Pensaba que iba a una cita de fertilidad… pero lo que encontré allí me destrozó.

Pensaba que iba a una cita de fertilidad… pero lo que encontré allí me destrozó.

Mi mundo se rompió cuando escuché a mi esposo susurrarle a su exesposa embarazada en la sala de espera de una clínica. Él dijo: “Ella no puede enterarse,” y pensé que conocía su terrible secreto.

Pero estaba equivocada. Desde afuera, mi vida parecía perfecta: un buen trabajo, un hogar hermoso, un esposo amoroso. Casi todo era perfecto, salvo una cosa: un bebé.

Durante tres años luché por quedar embarazada. Probé de todo: acupuntura, médicos, terapia hormonal… solo para enfrentar mes tras mes de desilusión.

Jason siempre fue comprensivo, aunque notaba que también le afectaba.

Lo que hacía todo más difícil era saber que la exesposa de Jason, Olivia, tenía un hijo con él. Ellos habían concebido con facilidad, y a menudo me culpaba a mí misma, preguntándome si algo estaba mal en mí.

A pesar de mis dudas, Jason nunca me culpó. Hablamos antes de casarnos: él amaba ser padre y quería tener más hijos.

Cuando mi amiga Sarah me habló de una nueva clínica de fertilidad con un enfoque diferente, saqué una cita sin decirle a Jason. No quería crear falsas esperanzas hasta tener resultados.
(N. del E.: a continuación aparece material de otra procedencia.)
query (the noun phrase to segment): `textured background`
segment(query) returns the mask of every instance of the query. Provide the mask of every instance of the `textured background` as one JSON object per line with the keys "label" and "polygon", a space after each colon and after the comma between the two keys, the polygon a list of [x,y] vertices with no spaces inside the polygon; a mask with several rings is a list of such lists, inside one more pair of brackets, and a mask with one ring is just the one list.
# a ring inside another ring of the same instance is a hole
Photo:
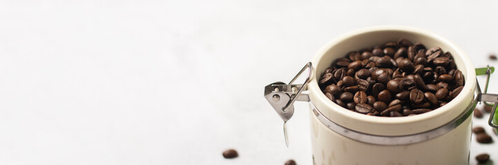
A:
{"label": "textured background", "polygon": [[[2,1],[0,164],[310,164],[307,104],[296,104],[287,148],[265,85],[290,80],[338,35],[385,24],[433,31],[475,67],[498,65],[487,58],[497,5]],[[471,164],[481,152],[498,160],[496,144],[472,145]],[[223,159],[228,148],[240,156]]]}

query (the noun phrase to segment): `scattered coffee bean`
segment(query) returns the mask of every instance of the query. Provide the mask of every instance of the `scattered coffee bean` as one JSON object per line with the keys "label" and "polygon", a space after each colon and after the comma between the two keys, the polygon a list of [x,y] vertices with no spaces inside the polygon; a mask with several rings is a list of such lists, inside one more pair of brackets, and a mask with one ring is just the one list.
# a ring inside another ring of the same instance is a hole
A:
{"label": "scattered coffee bean", "polygon": [[229,149],[223,151],[223,157],[227,159],[232,159],[238,157],[237,151],[234,149]]}
{"label": "scattered coffee bean", "polygon": [[491,136],[486,133],[478,133],[475,138],[479,143],[488,144],[492,142],[492,138],[491,138]]}
{"label": "scattered coffee bean", "polygon": [[479,109],[474,109],[474,117],[476,117],[477,118],[482,118],[482,113],[481,112],[481,110],[479,110]]}
{"label": "scattered coffee bean", "polygon": [[377,116],[432,111],[457,97],[465,83],[451,53],[403,38],[352,51],[323,73],[318,85],[327,98]]}
{"label": "scattered coffee bean", "polygon": [[296,165],[297,164],[296,164],[296,161],[294,161],[293,160],[287,160],[287,162],[285,162],[285,165]]}
{"label": "scattered coffee bean", "polygon": [[483,128],[482,126],[476,126],[472,129],[472,132],[475,134],[479,134],[481,133],[486,133],[486,131],[484,131],[484,128]]}
{"label": "scattered coffee bean", "polygon": [[489,160],[489,154],[481,153],[477,155],[477,156],[475,157],[475,160],[477,160],[477,162],[479,163],[486,163],[488,160]]}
La consulta fue bien, y por primera vez en meses, sentí una chispa de esperanza. Pero al salir para programar una segunda cita, mi mundo se desplomó.

Jason estaba allí. Olivia también. Y ella estaba visiblemente embarazada. Me escondí detrás de una revista, paralizada, intentando asimilarlo.

Entonces escuché a Jason decir: “Ella no puede enterarse. Le dije que trabajaré hasta tarde. Solo aguanta un poco más, ¿vale?” Olivia sonrió y acarició su barriga.

“Todo saldrá bien, tal como planeamos.” Casi me desmayo. Todo se aclaró: Jason había embarazado a su ex a mis espaldas.

Mientras yo luchaba por concebir, él ya me había reemplazado, con alguien cuyo cuerpo sí funcionaba. Y ni siquiera tuvo la decencia de decírmelo.

De alguna forma, pude salir de la clínica, demasiado aturdida para recordar cómo llegué a casa.

Esa noche, Jason actuó con normalidad, preguntándome por mi día como si nada hubiera pasado. Yo guardé silencio… por ahora.

La siguiente semana fue insoportable. Apenas comía o dormía, apartándome cada vez que Jason me tocaba. Pero el martes, estaba lista.

Llegué temprano a la clínica. A las 3:30 p.m., Jason apareció — y Olivia esperaba.

Entraron juntos. Yo los seguí. —¡Jason! —grité. Él se giró, sorprendido y pálido—. Rachel… por favor, déjame explicar.

En la sala de consulta, me preparé para la traición — pero escuché algo completamente diferente. —Es sobre Tyler —dijo Jason—. Nuestro hijo. Está muy enfermo.

Tyler, el hijo de Jason de su matrimonio anterior, tenía leucemia. Necesitaba un trasplante de células madre, pero ninguno de los dos era compatible.

La doctora Martínez explicó: “A veces se crea un hermano a través de FIV para obtener sangre del cordón umbilical. Es la última esperanza.”

Quedé en shock. —¿Están teniendo un bebé para salvarlo? Olivia agregó: —Tuvimos que hacerlo. Quizá no llegue a los dieciséis años.

Jason, con lágrimas, confesó que no me había contado porque temía el dolor que me causaría, especialmente después de todos nuestros intentos fallidos.

Entonces Olivia dijo algo inesperado: “Quiero que tú críes al bebé después de que recojamos la sangre del cordón. Tú y Jason.” Me quedé sin palabras.

Tres meses después, en el hospital, sostuve la mano de Olivia mientras daba a luz a una hermosa niña. La sangre del cordón fue enviada inmediatamente para ayudar a Tyler.

Olivia me miró y dijo: “Ahora es tuya.” La llamaron Grace. ¿Y el trasplante? Funcionó. Grace salvó la vida de su hermano — y me dio la oportunidad de ser madre por fin.